If you haven’t heard about it until now, let me bring you up to speed: There are teenage “demon hunters” right here in Arizona.

Yes, that’s right.

They’ve been covered by various news outlets and have even appeared on the Anderson Cooper show.

The teenage “exorcists” are three girls between 17 and 20 years old who, alongside the Rev. Bob Larson, perform exorcisms in order to “help” people.

In fact, with Easter this past Sunday, ABC News Channel 15 did a short story on the holiday plans of the group.

If you think this is exactly what Christianity doesn’t need the holiest day of the year, we’d be in concurrence.

Let me explain to you why a crude publicity stunt such as this will not only turn people away from the rich traditions of religion, but instead will harden their hearts toward anything of spiritual value.

A simple Google search of Rev. Larson takes you to his website, boblarsen.org, where you can take a “demon test” to see whether or not you are, in fact, possessed. Seems fair, right?

But wait, there’s a catch. It costs $9.95 to take this online demon test.

Would a legitimate Reverend who is genuinely concerned about the spiritual well-being of his fellow man charge money to take an online demon test? No.

In fact, the entire website feels like a scam, with another part of the homepage telling the reader to “learn how to become an exorcist online.” Give me a break.

This is not even a question of whether or not demons actually exist and can possess someone (though it seems ridiculous). It becomes a question of whether a 17-year-old girl has the spiritual authority to cast out a demon from someone. They don’t. These are teenage girls.

Furthermore, where in the Bible does it tell Christians what to look for when casting out a demon?

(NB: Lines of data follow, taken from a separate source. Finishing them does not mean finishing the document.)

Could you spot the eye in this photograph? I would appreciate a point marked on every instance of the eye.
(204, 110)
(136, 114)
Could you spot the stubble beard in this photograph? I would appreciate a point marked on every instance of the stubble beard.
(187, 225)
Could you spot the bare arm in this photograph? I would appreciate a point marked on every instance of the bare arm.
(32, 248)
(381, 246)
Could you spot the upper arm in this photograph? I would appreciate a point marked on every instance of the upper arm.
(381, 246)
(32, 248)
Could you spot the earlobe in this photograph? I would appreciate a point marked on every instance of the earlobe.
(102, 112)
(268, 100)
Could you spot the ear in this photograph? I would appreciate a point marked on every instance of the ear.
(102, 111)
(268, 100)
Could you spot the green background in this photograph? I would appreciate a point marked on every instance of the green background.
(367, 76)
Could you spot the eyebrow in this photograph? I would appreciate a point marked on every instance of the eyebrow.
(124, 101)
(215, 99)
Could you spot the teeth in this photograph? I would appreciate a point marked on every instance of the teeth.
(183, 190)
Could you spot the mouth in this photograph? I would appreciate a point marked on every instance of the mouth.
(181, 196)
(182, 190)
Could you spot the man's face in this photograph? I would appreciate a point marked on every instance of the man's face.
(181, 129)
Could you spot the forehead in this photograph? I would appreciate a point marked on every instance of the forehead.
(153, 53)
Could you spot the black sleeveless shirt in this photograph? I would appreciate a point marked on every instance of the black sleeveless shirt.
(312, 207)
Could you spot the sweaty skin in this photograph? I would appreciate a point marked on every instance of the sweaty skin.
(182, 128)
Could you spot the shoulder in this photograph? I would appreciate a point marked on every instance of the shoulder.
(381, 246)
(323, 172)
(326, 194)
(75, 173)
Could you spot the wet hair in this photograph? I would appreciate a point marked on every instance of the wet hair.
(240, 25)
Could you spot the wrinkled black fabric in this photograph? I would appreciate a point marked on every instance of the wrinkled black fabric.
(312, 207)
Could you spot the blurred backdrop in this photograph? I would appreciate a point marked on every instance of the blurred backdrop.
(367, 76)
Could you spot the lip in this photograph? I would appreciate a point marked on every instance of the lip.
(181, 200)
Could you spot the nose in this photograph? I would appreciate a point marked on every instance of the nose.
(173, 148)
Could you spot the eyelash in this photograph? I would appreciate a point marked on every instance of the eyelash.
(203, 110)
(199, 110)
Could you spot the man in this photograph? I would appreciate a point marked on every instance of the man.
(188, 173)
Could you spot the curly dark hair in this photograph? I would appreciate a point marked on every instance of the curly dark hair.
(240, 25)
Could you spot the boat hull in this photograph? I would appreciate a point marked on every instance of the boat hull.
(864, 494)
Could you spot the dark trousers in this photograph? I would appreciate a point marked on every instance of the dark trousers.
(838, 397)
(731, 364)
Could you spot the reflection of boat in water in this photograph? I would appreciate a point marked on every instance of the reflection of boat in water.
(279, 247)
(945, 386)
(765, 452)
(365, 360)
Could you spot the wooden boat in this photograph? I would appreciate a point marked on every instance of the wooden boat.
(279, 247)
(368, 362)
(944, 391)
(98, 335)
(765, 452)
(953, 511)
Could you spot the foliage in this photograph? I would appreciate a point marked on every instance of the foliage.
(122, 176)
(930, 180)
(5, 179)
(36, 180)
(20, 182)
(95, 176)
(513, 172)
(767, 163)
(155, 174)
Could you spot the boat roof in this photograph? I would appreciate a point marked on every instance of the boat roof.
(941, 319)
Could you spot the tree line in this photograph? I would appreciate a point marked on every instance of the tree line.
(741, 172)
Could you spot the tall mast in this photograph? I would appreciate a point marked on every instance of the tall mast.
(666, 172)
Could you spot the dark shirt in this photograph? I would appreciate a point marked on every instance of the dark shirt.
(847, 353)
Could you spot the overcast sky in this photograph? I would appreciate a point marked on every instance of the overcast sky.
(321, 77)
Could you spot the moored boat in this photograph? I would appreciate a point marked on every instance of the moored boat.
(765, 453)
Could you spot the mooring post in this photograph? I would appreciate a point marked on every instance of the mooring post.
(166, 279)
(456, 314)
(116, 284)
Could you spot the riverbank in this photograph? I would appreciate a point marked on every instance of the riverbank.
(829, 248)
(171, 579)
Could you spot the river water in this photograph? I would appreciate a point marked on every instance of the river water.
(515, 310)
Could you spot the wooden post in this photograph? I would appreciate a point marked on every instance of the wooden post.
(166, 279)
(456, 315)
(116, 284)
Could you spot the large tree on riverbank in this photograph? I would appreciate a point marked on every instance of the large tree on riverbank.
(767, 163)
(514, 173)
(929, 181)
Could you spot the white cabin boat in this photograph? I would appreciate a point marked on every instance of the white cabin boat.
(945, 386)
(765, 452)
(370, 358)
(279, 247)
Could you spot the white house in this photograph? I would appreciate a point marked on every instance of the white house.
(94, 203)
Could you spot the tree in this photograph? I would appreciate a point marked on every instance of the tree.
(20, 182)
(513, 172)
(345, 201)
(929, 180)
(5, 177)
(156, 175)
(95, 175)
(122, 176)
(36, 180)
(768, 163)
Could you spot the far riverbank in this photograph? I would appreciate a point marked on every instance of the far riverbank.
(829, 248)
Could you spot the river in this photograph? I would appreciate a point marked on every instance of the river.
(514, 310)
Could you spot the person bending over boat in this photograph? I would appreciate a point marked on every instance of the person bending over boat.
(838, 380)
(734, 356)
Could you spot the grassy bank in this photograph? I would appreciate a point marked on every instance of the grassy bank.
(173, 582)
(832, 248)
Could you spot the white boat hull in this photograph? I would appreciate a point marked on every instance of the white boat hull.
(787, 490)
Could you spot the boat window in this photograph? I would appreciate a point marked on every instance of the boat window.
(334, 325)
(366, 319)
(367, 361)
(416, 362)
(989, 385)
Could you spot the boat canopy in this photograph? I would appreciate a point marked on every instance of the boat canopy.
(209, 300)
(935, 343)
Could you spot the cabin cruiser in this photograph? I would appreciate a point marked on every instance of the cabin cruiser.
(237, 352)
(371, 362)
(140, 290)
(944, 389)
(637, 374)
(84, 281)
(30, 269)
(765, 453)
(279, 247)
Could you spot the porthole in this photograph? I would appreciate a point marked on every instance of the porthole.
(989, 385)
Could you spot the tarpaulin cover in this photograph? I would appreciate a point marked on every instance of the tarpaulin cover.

I’ve read the entire Bible, every book, and nowhere in the Old or New Testament does Christ give his followers a passage — even a chapter — about what to look for in order to tell whether or not a person is possessed by a demon. Weird, because the girls claim there are “tell-tale” signs a person is possessed.

I didn’t write this column to criticize you if you believe demons exist. I didn’t write this column to criticize Christianity. I wrote this column to show you exactly why I think so many people despise Christianity, as well as all things religious.

Instead of ridiculously training teenage girls to cast out demons, why not train them to simply love the world with compassionate, selfless love, the way that Christ is interpreted to have loved it.

And no, that doesn’t mean charging money for an online demon test.